Lothian Buses say services may not run or will operate on a significantly-reduced basis on Friday.
The strike has been planned to coincide with the first day of the Edinburgh Festival and Fringe.
The Unite union had recommended that its 1,700 members accept a new deal following talks.
The proposal, which came amid a long-running dispute, included a 2.7% pay rise and new measures to address concerns over bullying.
This included bringing in external experts to assist management and the workforce.
Lothian Buses managing director Richard Hall told BBC Scotland: "It's hugely disappointing that Unite have brought this action at a time when Edinburgh is celebrating one of the largest festivals in the world.
"It brings huge risk to the business, the city and indeed Scotland. Its reputation on public safety is absolutely key critical for us."
'Too little too late'
Unite said its members would take discontinuous strike action during the Edinburgh Fringe and International Festival after the offer was rejected by 59.4%.
The union's regional industrial officer Lyn Turner said the strike action would begin at 03:00 on Friday.
"Unite's 1,700 strong Lothian Buses membership has democratically voted to reject the latest offer from management," he said.
"There has been progress made in our negotiations through Acas but yesterday's vote is testimony to the fact that this was never about pay.
"The depth of feeling from our membership about the toxic management culture speaks for itself.
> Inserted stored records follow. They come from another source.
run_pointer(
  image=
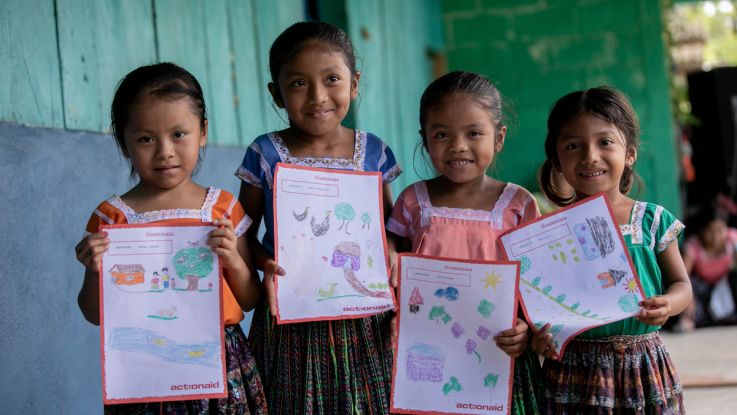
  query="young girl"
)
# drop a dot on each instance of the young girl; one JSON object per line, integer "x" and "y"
{"x": 462, "y": 212}
{"x": 620, "y": 367}
{"x": 326, "y": 367}
{"x": 159, "y": 122}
Our members have considered the latest offer too little and too late.
"Unite remains committed to finding a resolution to the dispute and our door remains open for talks but as things stand the action will go ahead on the 2 August."
'Disappointed and confused'
When asked about contingency plans for the strike, Mr Hall said the firm's main approach was to urge drivers to return to work.
He added that the company remained committed to "taking whatever steps we can to avoid a hugely-damaging strike next week''.
"This is the second time a deal has been agreed between the company and the union only to be declined by the members," he said. "This is in spite of the fact it would have provided a significant pay rise as well as a series of additional initiatives to further enhance our engagement with staff.
"Yesterday we were again reassured by Union officials that they were confident that the deal would be accepted on the basis of their recommendation.
"We now need to understand from them why this was not the case and are keen to engage further as to how we can move forward."
A Lothian Buses tweet said customers remained its "absolute priority' and it would minimise disruption where possible.
Lesley Macinnes, Edinburgh City Council's transport and environment convener, said: "It is deeply regrettable that it has come to this and I know the prospect of disruption to the bus service at the busiest time of the year will be met with dismay right across the city.
"We are extremely disappointed the parties were not able to come to an agreement and will be seeking an urgent meeting to try and bring stability to the situation as soon as possible."
Unite has blamed the dispute on "poor workplace relations and a hostile culture".
In June, staff voted for strike action. More than 63% of union members took part in the ballot, with about 91.3% backing a walkout.
Talks at the arbitration service Acas then resulted in a deal which was rejected by the workforce, which includes 1,700 drivers.
The revised offer followed further discussions which took place last week.
The strike action will not affect Lothian Country or East Coast buses.